The legal basis for the transfer of 1.6 million patent records from the UK's National Health Service to Google Deepmind has been described as "inappropriate" by a leading data protection figure in the NHS.

It is my view and that of my panel that the objective for the transfer of 1.6 million identifiable patient records to Google DeepMind was for the testing of the Streams application, and not for the provision of direct care to patients.

"My considered opinion therefore remains that it would not have been within the reasonable expectations of patients that their records would have been shared for this purpose". In the specific case of the app's testing phase, the data guardian concluded in the leaked letter that development of the technology could not be counted as "direct care" that would allow for patient data to be shared with the company to develop the app.
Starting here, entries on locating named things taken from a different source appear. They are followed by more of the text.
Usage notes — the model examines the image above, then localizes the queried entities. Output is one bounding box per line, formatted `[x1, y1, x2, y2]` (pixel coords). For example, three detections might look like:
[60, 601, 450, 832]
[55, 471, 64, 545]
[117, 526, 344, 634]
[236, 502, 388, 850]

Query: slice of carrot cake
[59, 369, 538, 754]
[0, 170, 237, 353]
It could also issue an enforcement notice requiring DeepMind to delete or stop using the data.

Nicola Perrin, head of Understanding Patient Data, said such technologies offer potential to provide better patient care, "but there must be appropriate governance so that everyone can have confidence that patient data is being used responsibly". This was to check that the app was presenting patient information accurately and safely before being deployed in a live patient setting.

Speaking to Sky News in the wake of the NHS cyberattack, the clinical lead at Google DeepMind, Dr Dominic King, said patient data was safe with the firm.

"Nurses and doctors have told us that Streams is already speeding up urgent care at the Royal Free and saving hours every day".

In mid-2016, the RFH told the NHS data adviser that the Google app "is not now in use", adding that "only small scale testing of the pre-production prototype version of Streams has taken place to date". "Safety testing is essential across the NHS, and no hospital would turn a new service live without testing it first".

The spokesperson added that the trust "take seriously the conclusions of the NDG, and are pleased that they have asked the Department of Health to look closely at the regulatory framework and guidance provided to organisations taking forward this type of innovation, which is essential to the future of the NHS". "We should also have done more to engage with patients and the public at that time".

Dr Julia Powles, a researcher at Cornell Tech in NY and an expert in technology law, said there were "fundamental errors" at the beginning of the data sharing project and warned that these errors could put other data sharing deals in "real peril".